Disappointment only sets in when the thought of what could have been comes into play. Alabama dropped several winnable games this season, including an RPI-tanking loss at Texas, home games against Auburn and Georgia and Saturday’s meltdown at Tennessee. Swing those games back in the Tide’s favor and Alabama is sitting at 21-9 and 13-5 in the SEC with a two-round bye heading into the SEC Tournament.

Johnson will be the first to remind you it doesn’t work that way. Consistency is built and consistent teams don’t just develop overnight.

"What sometimes people don't understand is it's just not like flipping a switch," Johnson said earlier this season. "If it was, that's what we would do. But we're a team built on defense this year. We've had a sporadic offense.
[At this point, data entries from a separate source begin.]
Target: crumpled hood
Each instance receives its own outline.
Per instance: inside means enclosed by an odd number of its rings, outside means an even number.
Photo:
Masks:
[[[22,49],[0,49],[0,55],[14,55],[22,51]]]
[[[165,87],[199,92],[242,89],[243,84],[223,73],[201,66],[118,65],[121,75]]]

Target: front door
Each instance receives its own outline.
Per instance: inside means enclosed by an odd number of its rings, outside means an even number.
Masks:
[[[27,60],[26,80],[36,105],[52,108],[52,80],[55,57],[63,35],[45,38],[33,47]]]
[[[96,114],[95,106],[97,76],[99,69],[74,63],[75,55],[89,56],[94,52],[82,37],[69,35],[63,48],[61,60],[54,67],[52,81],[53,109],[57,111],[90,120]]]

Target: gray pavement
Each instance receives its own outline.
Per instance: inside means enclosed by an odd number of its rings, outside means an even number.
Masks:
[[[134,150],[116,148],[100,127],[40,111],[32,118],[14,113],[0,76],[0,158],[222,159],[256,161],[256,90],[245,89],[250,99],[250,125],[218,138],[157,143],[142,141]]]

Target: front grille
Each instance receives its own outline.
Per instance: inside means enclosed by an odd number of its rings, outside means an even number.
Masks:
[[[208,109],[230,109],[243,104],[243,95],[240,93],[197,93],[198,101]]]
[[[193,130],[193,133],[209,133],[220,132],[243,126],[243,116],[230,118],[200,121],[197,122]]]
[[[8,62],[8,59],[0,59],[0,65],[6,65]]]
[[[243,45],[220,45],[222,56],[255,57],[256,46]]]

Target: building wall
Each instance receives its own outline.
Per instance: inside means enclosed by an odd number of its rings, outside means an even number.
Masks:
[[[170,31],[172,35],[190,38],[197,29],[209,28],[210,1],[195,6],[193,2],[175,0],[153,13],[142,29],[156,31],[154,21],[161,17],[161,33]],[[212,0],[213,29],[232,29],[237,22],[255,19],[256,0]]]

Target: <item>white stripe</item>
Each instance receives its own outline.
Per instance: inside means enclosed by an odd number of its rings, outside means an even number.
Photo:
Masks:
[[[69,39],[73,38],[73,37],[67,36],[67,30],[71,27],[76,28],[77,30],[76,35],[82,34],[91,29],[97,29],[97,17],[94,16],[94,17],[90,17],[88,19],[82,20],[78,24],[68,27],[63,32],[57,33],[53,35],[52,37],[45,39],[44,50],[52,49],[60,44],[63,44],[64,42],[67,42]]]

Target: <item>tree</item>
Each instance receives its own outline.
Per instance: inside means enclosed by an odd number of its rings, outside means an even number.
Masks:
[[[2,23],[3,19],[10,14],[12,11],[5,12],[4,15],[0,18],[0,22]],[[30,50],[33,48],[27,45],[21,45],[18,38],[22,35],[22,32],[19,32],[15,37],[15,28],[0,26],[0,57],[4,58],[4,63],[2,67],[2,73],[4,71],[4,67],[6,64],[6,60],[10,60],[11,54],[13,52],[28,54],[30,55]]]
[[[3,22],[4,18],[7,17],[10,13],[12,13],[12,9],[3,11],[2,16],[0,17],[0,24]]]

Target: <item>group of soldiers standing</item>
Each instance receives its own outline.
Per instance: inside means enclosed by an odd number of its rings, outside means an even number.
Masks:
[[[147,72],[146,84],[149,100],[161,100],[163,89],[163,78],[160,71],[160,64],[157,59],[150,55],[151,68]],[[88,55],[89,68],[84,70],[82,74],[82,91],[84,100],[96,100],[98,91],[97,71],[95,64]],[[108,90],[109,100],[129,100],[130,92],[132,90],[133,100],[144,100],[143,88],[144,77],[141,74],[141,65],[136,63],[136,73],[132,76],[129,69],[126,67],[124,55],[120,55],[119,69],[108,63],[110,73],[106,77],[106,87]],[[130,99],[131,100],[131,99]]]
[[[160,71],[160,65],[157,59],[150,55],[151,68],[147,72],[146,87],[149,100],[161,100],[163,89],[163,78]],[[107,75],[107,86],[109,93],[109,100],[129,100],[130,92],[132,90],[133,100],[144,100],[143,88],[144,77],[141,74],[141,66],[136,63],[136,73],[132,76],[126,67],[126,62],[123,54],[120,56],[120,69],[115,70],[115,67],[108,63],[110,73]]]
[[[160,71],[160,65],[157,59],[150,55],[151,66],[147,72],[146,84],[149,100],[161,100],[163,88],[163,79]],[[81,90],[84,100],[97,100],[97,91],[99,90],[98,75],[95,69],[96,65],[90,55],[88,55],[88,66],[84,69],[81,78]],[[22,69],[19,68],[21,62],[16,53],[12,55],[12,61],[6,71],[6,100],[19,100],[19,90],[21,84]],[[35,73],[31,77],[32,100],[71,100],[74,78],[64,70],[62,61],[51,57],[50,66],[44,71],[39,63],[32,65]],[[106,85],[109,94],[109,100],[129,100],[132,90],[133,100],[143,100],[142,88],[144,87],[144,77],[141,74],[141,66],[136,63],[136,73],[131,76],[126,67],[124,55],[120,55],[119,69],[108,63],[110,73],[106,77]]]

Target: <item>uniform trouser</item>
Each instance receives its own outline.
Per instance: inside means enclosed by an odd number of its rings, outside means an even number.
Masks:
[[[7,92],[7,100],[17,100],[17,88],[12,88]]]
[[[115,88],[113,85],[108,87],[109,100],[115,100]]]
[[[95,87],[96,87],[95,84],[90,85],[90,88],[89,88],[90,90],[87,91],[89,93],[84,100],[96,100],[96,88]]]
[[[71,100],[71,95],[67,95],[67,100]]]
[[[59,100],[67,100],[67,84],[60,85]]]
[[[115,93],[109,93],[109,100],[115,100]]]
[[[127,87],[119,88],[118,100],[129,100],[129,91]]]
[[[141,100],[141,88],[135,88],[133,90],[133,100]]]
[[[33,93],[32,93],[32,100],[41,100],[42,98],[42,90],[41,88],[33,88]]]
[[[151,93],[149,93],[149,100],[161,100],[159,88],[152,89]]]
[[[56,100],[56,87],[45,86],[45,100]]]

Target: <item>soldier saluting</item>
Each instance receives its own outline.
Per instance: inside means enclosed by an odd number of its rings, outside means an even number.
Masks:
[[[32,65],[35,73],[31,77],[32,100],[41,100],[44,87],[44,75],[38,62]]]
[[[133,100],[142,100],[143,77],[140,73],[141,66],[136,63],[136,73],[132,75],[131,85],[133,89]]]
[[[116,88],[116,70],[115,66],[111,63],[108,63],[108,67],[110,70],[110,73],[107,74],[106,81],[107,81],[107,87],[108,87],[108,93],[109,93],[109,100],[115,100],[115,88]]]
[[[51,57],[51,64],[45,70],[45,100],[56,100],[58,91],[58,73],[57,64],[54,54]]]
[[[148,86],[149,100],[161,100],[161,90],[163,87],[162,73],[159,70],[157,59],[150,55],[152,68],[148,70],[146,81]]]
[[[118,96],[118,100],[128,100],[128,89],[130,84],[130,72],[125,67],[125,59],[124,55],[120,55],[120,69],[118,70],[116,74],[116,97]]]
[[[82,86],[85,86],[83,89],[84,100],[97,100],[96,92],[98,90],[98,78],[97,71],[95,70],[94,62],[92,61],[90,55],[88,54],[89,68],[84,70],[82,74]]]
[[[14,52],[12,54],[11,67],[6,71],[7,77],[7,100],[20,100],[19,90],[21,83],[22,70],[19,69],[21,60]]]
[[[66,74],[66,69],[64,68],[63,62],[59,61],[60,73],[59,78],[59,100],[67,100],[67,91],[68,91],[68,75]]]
We haven't had great ball-handling and decision-making and we've been a team that turns the ball over at inopportune times and we have had a lot of careless mistakes. We're trying to reduce that with some young guys that handle the ball quite bit and hopefully we'll get there."

In the grand scheme of things, Saturday’s defeat didn’t impact the course of the Tide’s season. Alabama would have finished fifth with either a win or a loss.

“More than worrying about that fifth seed and where we are, I think it’s important for us to be playing good basketball in the conference,” Johnson said Friday before the loss to Tennessee. “If we end up being the fifth seed, if that hold holds true, I just don’t want to be playing bad basketball.”

The truth is, Alabama is playing bad basketball right now. It’s just also playing good basketball, too.

That's something Johnson is going to have to patiently accept.